Methods:  Doppler echocardiography pulmonary hemodynamic measurements were performed at a progressively increased workload in 56 healthy male and 57 healthy female volunteers aged 19 to 63 years. Mean pulmonary artery pressure (mPAP) was estimated from the maximal tricuspid regurgitation jet velocity. Cardiac index was calculated from the left ventricular outflow velocity-time integral. Pulmonary vascular distensibility α index, the percentage change of vessel diameter per mm Hg of mPAP, was calculated from multipoint mPAP-cardiac output (CO) plots.

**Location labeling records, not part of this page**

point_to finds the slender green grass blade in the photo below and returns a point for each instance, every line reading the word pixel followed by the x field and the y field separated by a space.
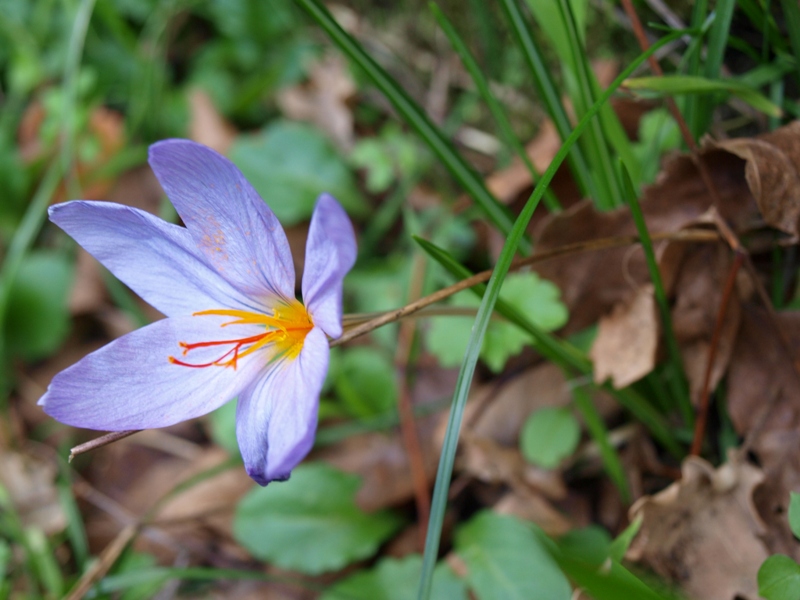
pixel 562 353
pixel 22 241
pixel 791 13
pixel 550 201
pixel 715 53
pixel 485 311
pixel 670 85
pixel 679 385
pixel 550 96
pixel 416 118
pixel 693 58
pixel 772 36
pixel 609 189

Results:  Peak exercise at 175 ± 50 W was associated with an mPAP of 33 ± 7 mm Hg and a CO of 18 ± 5 L/min. The slope of mPAP-CO relationships was 1.5 ± 0.5 mm Hg/L/min, and the distensibility coefficient (α) was 1.3% ± 1.0%/mm Hg. Maximal workload and cardiac index were higher in men than in women (P < .05), but mPAP-cardiac index relationships were not different. However, women had a higher α (1.6% ± 1.3%/mm Hg vs 1.1% ± 0.6%/mm Hg, P < .05). The average mPAP-cardiac index slope was higher and α lower in subjects ≥ 50 years old. Upper limits of normal of mPAP at exercise were 34 mm Hg at a CO < 10 L/min, 45 mm Hg at a CO < 20 L/min, and 52 mm Hg at a CO < 30 L/min. These values are in keeping with previously reported invasive measurements.

Conclusions:  Exercise stress echocardiography of the pulmonary circulation is feasible and allows for flow-corrected definition of upper limits of normal. Women have a more distensible pulmonary circulation.